Post-COVID-19 condition (PCC), commonly referred to as Long COVID, is defined as persisting symptoms 3 or more months after the initial SARS-CoV-2 infection that cannot be explained by an alternative diagnosis. The symptoms reported most often were fatigue, shortness of breath, muscle, joint and chest pain, headache, cough, loss of taste and/or smell, and diarrhea.
A study entitled “Association between virus variants, vaccination, previous infections, and post-COVID-19 risk” was published in the International Journal of Infectious Diseases on August 25, 2023. Researchers compared the risk of developing PCC after infection with the original Wuhan virus, plus the subsequent Alpha, Delta, and Omicron variants.

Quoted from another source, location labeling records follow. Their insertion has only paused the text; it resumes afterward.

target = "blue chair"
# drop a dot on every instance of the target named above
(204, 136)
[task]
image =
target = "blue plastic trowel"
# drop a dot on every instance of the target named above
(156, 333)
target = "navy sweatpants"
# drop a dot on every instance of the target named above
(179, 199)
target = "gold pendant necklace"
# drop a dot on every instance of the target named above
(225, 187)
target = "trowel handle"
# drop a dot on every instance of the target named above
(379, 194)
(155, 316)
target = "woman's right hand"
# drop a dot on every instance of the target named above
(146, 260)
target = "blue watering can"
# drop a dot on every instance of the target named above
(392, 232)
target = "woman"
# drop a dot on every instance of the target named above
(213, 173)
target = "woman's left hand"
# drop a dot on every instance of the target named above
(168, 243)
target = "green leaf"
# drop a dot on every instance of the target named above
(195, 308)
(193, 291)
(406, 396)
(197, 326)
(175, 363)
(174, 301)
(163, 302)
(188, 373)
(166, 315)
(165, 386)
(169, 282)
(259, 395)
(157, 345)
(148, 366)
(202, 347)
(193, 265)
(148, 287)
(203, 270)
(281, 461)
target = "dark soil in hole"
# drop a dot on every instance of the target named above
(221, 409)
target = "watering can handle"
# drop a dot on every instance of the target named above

It found that the people most likely to develop PCC had been infected with the original, now-extinct Wuhan strain; other risk factors included female sex, smoking, obesity, and other comorbidities. Vaccination had no impact on a person’s risk of developing PCC from Alpha, Delta, or Omicron; however having recovered naturally from a previous infection reduced the risk by 86%.
Dr. Joseph Varon, chief of the Critical Care and COVID-19 Department at the United Memorial Medical Center, noted one flaw in the study’s design; it did not look at whether the Fauci Ouchi put people at greater risk of developing Long COVID. Dr. Varon says this is what he has been seeing in his clinic.
“What I’m seeing is that the higher the number of boosters that you have, the more chances … you’re going to have long haul syndrome,” he said, adding that the majority of his long-haul patients are those who took four or more doses of the vaccine rather than those who took up to three doses or were unvaccinated.